Elles nécessiteront également leur ouverture au développement d'un marché B2B permettant à une multitude d'acteurs tiers, et aux labels ou aux artistes eux-mêmes, de développer leurs propres offres d'abonnement ou d'applications musicales intégrant différents niveaux premium et autres dispositifs de vente croisée – de tickets de concert, de merchandising, etc. -, en s'appuyant sur leurs infrastructures pour délivrer leur service, sur les mobiles comme sur Internet. C'est probablement le seul moyen de redonner aux labels et aux artistes le contrôle du marketing et du pricing de leur musique, de leurs fichiers clients et des moyens de les fidéliser ; et de leur permettre de retrouver des perspectives de retour sur investissement à court terme.

S'ils veulent apporter leur soutien à toute la diversité de l'offre musicale, les pouvoirs publics auront un rôle crucial à jouer dans ce domaine, au delà de l'organisation d'une véritable concertation sur le sujet entre les différents acteurs de la chaîne de valeur : en terme d'aides ciblées, certes, mais également de mise en œuvre de dispositifs permettant de favoriser l'investissement privé dans l'innovation au service du secteur indépendant - et dans la production indépendante elle-même, ce qui fait probablement le plus défaut aujourd'hui.

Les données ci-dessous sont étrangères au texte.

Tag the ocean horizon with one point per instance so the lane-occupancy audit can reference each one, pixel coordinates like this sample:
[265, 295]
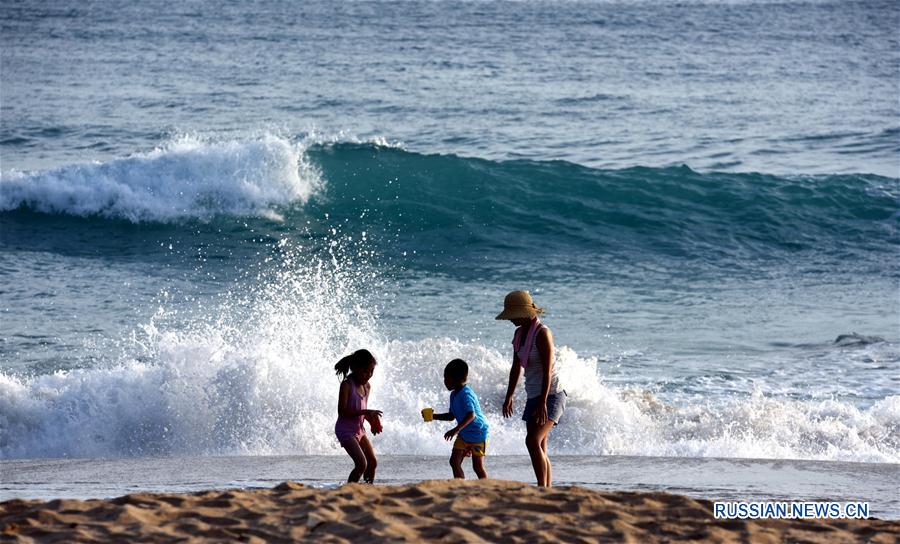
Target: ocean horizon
[203, 208]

1) 42 % des Français n'achètent jamais aucun CD, 48 % en achètent de 1 à 5 par an, 9 % de 6 à 15 par an, et 1 % en achètent 20 ou plus

2) Selon les chiffres du BPI Yearbook 2012, portant sur le marché anglais, 20 % des acheteurs de musique britanniques dépensent £118,26 par an en moyenne, quand la dépense moyenne des 80 % restant n’est que de £1,43. Ainsi, 10 % des acheteurs de musique représentent 45 % des dépenses pour l’achat de musique au Royaume Uni, et 48 % de ces dépenses dans le numérique.